That’s the lowest level of the fence. The highest level is recognising that if I’m in a violent situation it’s because I’ve created that situation. The lowest level is me protecting a space to control a situation, the highest level is me un-creating that violent situation so that there is no space to protect. Working on the doors I realised that I’d created monsters unconsciously with my beliefs and imagination and then had to defend myself against them. Then I’d complain isn’t this city violent? My wife said to me one day, there’s a common denominator here Geoff and it’s you! Everywhere you go there’s violence.
We create, maintain and dissolve our reality but most of the time this is done unconsciously. If you look at people like Ueshiba, they were very high level, but they found their ascent initially like me through the hard game, through the physical. He had his first epiphany after a life and death battle, and realised the true form of warrior was gentleness and love. If we practice a martial art we need to understand that first.
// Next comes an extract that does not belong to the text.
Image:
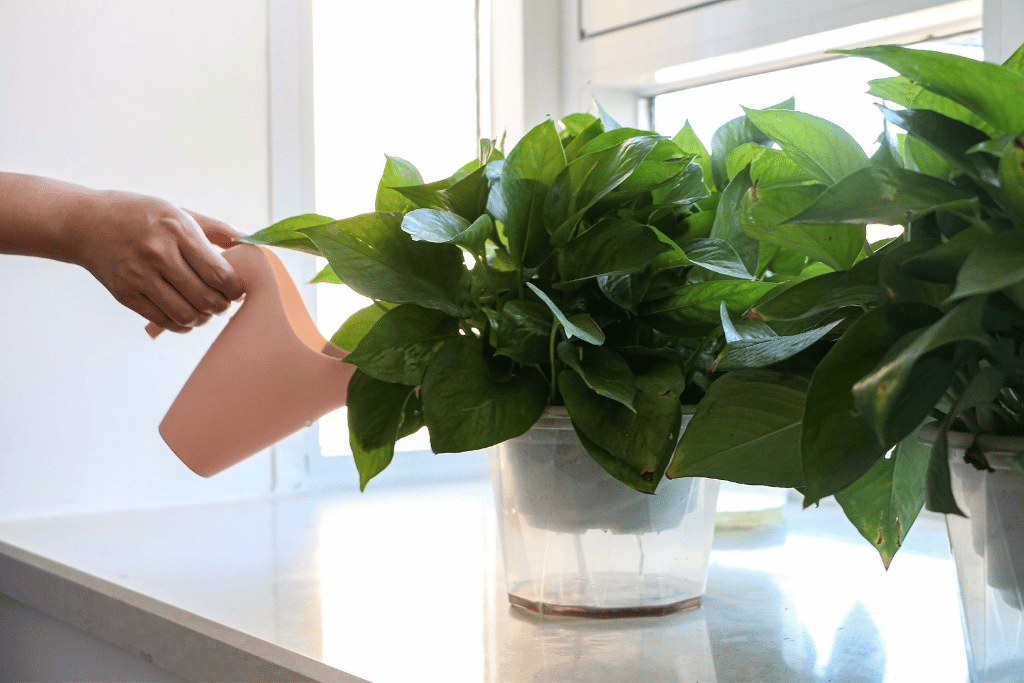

So that’s a basic overview of the fence, most people have their opinion on whether they think it is effective or not, but for me that’s neither here nor there, I know it is effective. It’s protected me in thousands of situations and it’s very simple in concept, but you need to practice it.
Let’s talk a bit about pressure testing then. You said that from your time on the door you found that martial arts don’t always work. Now there’s reality based self-defence etc who practice using pressure testing. What are your thoughts on this?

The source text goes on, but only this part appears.